よろしいのかとリュウランさんを見れば、構いませんとばかりに軽く頷いた。
「三賀町として依頼をお願いしたいのです」
三賀町として?
と副事官殿に目を向けた。町としての依頼ならこちらからが筋だろうと。
「情けないが、三賀町としては最華町への通行を再開させることが優先なのだ」
まあ、町は国に属し、流通を回復させる責任がある。町としても流通を再開しなければ権威がなくなる。なにを置いても優先させるだろう。
だが、町のことも疎かにはできない。米で成り立っている三賀町が港が使えないでは話にならない。秋まで開通させなければ町はもちろんのこと、周辺の村も滅んでしまうだろうよ。
「海竜の退治、ですか?」
まあ、予想はしていたが、まさか、それをおれに依頼してくるとまでは想像……はしたな。金鳳花に見られたときに……。
「はい。通常の傭兵では相手になりませんから」
海の生き物だしな。
「これから輸送機を作らなければならず、家の仕事もあります。ましてや何匹いるかわからない海竜退治で縛りつけられるのも困ります」
海竜は美味しい獲物だが、広大な海を泳ぐ生き物をすべて退治しろと言うのは滅茶苦茶だ。下手に受けて町に縛られるのは困るのだ。
「さらに、必要経費がこちら持ちとかも困ります。いつ襲ってくるともわからず、こなかったらタダ働き。支払いはしない。とても受ける気にはなれませんよ」
町を拠点にしている傭兵ならまだ利はあるだろうが、通わなければならない身では損しか考えられない。
「もちろん、タカオサ様に不利になるような依頼はしません。春目様」
「三賀町を預かる曽井サダイ様よりの書状である。依頼を受け、海竜を退治した場合、タカオサ殿に姓を名乗ることを許し、土地開拓の許可を与える」
副事官殿のことばに目を見開いてしまった。
一言で言うなら破格。名は買えるとは言え、町長の名を許すとなれば大家の仲間入りであり、たぶん、村長クラスになったってことであり、土地開拓して得た収入はおれのもの。流通路を繋げなければ治外法権。好きにしていいってことだ。たぶん。
国に従う気はない! とか言えるほどアウトローではないし、逆らうほどの気概はない。国が守ってくれるなら税金は払いますって気持ちはある。前世のおれは、だけど。

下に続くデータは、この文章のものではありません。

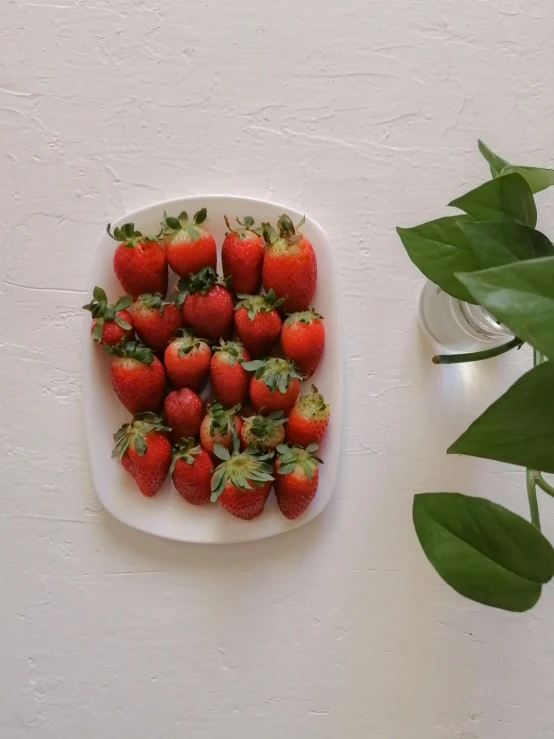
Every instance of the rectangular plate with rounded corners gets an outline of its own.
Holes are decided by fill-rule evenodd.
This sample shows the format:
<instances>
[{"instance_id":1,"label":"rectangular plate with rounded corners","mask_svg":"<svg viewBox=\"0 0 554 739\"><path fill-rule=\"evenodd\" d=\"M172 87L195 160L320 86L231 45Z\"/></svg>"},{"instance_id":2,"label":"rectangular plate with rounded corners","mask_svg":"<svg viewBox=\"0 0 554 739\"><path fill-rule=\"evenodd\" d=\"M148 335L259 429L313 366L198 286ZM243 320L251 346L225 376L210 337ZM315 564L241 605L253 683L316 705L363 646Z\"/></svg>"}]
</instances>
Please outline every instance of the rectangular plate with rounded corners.
<instances>
[{"instance_id":1,"label":"rectangular plate with rounded corners","mask_svg":"<svg viewBox=\"0 0 554 739\"><path fill-rule=\"evenodd\" d=\"M163 211L178 215L186 210L189 215L202 207L208 209L207 227L214 235L220 258L225 235L223 216L230 222L235 218L252 216L256 223L275 223L284 212L294 223L304 215L281 205L235 196L207 195L179 198L151 205L135 213L129 213L112 226L128 221L135 223L143 233L157 233ZM133 479L119 462L111 458L112 435L122 423L130 420L129 413L119 403L110 382L110 358L90 339L90 321L84 323L84 396L90 465L96 492L102 504L112 516L135 529L167 539L194 543L231 543L262 539L302 526L315 518L325 508L336 483L340 452L342 424L343 357L338 283L333 255L327 237L321 227L309 216L302 228L312 242L318 268L317 291L313 307L325 318L325 353L314 377L304 385L317 385L331 405L331 421L318 454L325 464L320 467L319 488L308 510L295 521L281 515L273 492L264 513L253 521L241 521L226 513L218 505L192 506L186 503L175 488L171 478L153 498L145 498ZM112 268L115 242L104 233L94 253L88 282L92 295L95 285L103 287L110 302L122 294Z\"/></svg>"}]
</instances>

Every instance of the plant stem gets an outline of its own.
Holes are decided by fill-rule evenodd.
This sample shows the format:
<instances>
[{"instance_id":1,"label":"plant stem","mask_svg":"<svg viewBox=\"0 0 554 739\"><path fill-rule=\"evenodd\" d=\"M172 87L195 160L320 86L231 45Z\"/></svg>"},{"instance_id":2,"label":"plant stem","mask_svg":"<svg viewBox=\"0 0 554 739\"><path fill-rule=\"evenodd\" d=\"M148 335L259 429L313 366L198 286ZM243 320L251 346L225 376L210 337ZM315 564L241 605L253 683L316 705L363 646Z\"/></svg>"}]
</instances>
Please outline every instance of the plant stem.
<instances>
[{"instance_id":1,"label":"plant stem","mask_svg":"<svg viewBox=\"0 0 554 739\"><path fill-rule=\"evenodd\" d=\"M437 354L433 357L433 364L460 364L461 362L479 362L481 359L490 359L505 354L511 349L519 349L523 341L514 336L506 344L495 346L493 349L485 349L482 352L465 352L464 354Z\"/></svg>"},{"instance_id":2,"label":"plant stem","mask_svg":"<svg viewBox=\"0 0 554 739\"><path fill-rule=\"evenodd\" d=\"M537 489L535 487L535 472L527 470L527 498L529 499L529 510L531 511L531 523L539 531L541 530L541 519L539 515L539 504L537 503ZM538 481L537 481L538 482Z\"/></svg>"},{"instance_id":3,"label":"plant stem","mask_svg":"<svg viewBox=\"0 0 554 739\"><path fill-rule=\"evenodd\" d=\"M535 472L535 482L541 490L544 490L545 493L548 493L548 495L554 498L554 488L546 482L542 476L542 472Z\"/></svg>"}]
</instances>

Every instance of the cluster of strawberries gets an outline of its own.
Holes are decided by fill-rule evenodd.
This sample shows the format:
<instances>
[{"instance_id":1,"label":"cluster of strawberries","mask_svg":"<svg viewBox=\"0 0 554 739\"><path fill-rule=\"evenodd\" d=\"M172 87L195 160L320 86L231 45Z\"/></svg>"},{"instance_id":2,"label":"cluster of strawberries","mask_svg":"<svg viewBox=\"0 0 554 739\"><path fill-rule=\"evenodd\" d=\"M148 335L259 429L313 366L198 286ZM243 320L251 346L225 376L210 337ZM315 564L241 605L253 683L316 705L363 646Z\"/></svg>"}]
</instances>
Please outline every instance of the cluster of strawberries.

商売をするのも苗字はあったほうがいいし、身分証明があるなら大陸にもいける。
苦労はあるだろうが、こんな恵まれた状況がまた訪れるとは限らない。ここは受けておくのが吉だろう。今なら大抵の要望は通りそうだしな。
「引き受ける条件として、拠点を築く許可と傭兵団を組織する許可をいただきたい。せっかくなので海に長けた傭兵団を創りたいと思います」
三賀町に海に関する法があるかは知らないが、漁業権はあったりする。海竜退治にかこつけて海の幸をいただきましょう。
「わかった。許可しよう」
話のわかる人でなにより。
卓に置かれた書状を受け取った。